Balinese Food Market

I joined a tour of the local market.  Usually, I observe but don’t know what I’m looking at. This time I could find out.

“What is that gelatinous, green goop?” I asked.

“An herbal drink meant to make you strong. It’s got great medicinal properties.  Pregnant women drink a cupful every morning during their last trimester to ensure an easy delivery.”

I tasted a bit. It was bland, though the slimy texture was tough to swallow.

“How do they get that food so pink?” 

The guide replied, “The pink is from artificial food coloring and much beloved by the Balinese.  You should avoid all pink foods.”

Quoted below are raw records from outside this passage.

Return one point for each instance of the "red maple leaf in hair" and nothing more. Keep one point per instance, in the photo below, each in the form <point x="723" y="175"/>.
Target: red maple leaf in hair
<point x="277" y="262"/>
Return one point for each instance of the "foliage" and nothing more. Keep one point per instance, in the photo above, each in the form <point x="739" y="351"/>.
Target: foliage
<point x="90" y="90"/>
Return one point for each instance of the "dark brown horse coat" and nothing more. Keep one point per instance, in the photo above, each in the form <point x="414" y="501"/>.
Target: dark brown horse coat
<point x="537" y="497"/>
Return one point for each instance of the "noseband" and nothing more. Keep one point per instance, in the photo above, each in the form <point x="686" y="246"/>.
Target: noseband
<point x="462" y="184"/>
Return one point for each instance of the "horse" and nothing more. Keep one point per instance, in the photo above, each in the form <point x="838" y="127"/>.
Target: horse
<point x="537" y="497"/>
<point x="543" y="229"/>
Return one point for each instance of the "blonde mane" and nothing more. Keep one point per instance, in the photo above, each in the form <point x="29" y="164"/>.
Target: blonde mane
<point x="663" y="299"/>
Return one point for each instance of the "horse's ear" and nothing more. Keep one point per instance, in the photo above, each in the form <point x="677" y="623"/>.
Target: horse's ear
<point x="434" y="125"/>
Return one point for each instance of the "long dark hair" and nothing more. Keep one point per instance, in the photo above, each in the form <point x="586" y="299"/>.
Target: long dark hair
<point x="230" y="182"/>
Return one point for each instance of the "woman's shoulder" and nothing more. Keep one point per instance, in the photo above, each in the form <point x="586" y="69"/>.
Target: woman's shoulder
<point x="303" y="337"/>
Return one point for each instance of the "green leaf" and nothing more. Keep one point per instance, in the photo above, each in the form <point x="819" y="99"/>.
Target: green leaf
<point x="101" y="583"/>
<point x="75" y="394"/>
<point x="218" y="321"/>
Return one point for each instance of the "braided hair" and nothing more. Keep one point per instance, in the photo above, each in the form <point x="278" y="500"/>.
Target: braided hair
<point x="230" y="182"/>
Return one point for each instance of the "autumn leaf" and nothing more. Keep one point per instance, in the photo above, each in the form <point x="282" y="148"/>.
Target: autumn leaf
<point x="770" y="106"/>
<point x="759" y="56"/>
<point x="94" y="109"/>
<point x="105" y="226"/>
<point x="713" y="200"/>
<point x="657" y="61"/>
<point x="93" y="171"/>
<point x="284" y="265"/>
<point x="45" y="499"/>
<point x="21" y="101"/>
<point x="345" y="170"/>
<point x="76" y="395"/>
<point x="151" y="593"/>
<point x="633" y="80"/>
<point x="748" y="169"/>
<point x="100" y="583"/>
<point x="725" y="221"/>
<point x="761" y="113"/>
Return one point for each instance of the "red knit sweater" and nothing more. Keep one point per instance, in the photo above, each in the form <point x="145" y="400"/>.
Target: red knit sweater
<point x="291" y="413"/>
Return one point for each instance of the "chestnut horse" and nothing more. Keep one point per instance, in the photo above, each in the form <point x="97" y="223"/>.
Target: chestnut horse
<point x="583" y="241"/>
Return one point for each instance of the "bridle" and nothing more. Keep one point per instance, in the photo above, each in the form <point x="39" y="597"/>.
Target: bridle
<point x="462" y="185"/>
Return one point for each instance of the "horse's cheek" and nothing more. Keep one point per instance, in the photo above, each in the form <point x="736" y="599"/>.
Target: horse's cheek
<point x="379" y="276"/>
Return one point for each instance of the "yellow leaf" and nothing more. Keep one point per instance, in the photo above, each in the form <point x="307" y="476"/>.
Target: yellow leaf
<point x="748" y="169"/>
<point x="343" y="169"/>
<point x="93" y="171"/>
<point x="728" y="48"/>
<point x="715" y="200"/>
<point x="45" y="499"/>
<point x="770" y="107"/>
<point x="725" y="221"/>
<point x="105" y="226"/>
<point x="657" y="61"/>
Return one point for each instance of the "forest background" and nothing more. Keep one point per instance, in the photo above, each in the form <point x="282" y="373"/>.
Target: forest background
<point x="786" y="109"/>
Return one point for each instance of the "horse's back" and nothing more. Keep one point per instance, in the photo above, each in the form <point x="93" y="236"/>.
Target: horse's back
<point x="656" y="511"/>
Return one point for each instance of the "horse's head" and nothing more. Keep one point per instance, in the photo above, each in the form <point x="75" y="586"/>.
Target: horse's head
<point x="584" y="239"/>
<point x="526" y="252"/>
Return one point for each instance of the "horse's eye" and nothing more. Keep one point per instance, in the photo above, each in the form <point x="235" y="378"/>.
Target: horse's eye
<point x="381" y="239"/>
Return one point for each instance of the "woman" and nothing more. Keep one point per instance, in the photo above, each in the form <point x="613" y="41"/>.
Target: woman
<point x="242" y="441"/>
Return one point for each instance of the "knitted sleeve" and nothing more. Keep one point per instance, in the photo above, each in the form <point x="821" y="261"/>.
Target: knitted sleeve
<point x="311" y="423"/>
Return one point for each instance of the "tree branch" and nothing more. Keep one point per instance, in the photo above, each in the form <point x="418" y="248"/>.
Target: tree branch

We tasted half a dozen Balinese fast foods – sticky rice with cane sugar scooped into a banana leaf cone and eaten as a sweet snack on the run.  Sweet corn mixed with coconut, vanilla and cane sugar – a crunchy sweet snack.  There were a dozen of us or so on the tour and whenever we’d see something interesting, one of us would buy a bag for a thousand rupiahs – about 11 cents – and share it around.  Just enough for a good taste of each. 

We stopped at a spice seller’s booth and bought fresh nutmeg, cinnamon, vanilla and long pepper.  At the vegetable stands, there were tiny eggplant the size and shape of a tangerine, snake squash that looked very snake-like, various tubers that are used like potatoes, mango steam, white mangos, rambutans, snake fruit, and dozens more exotic fruits. We also saw imported from Washington state – those are used only for ceremonial occasions.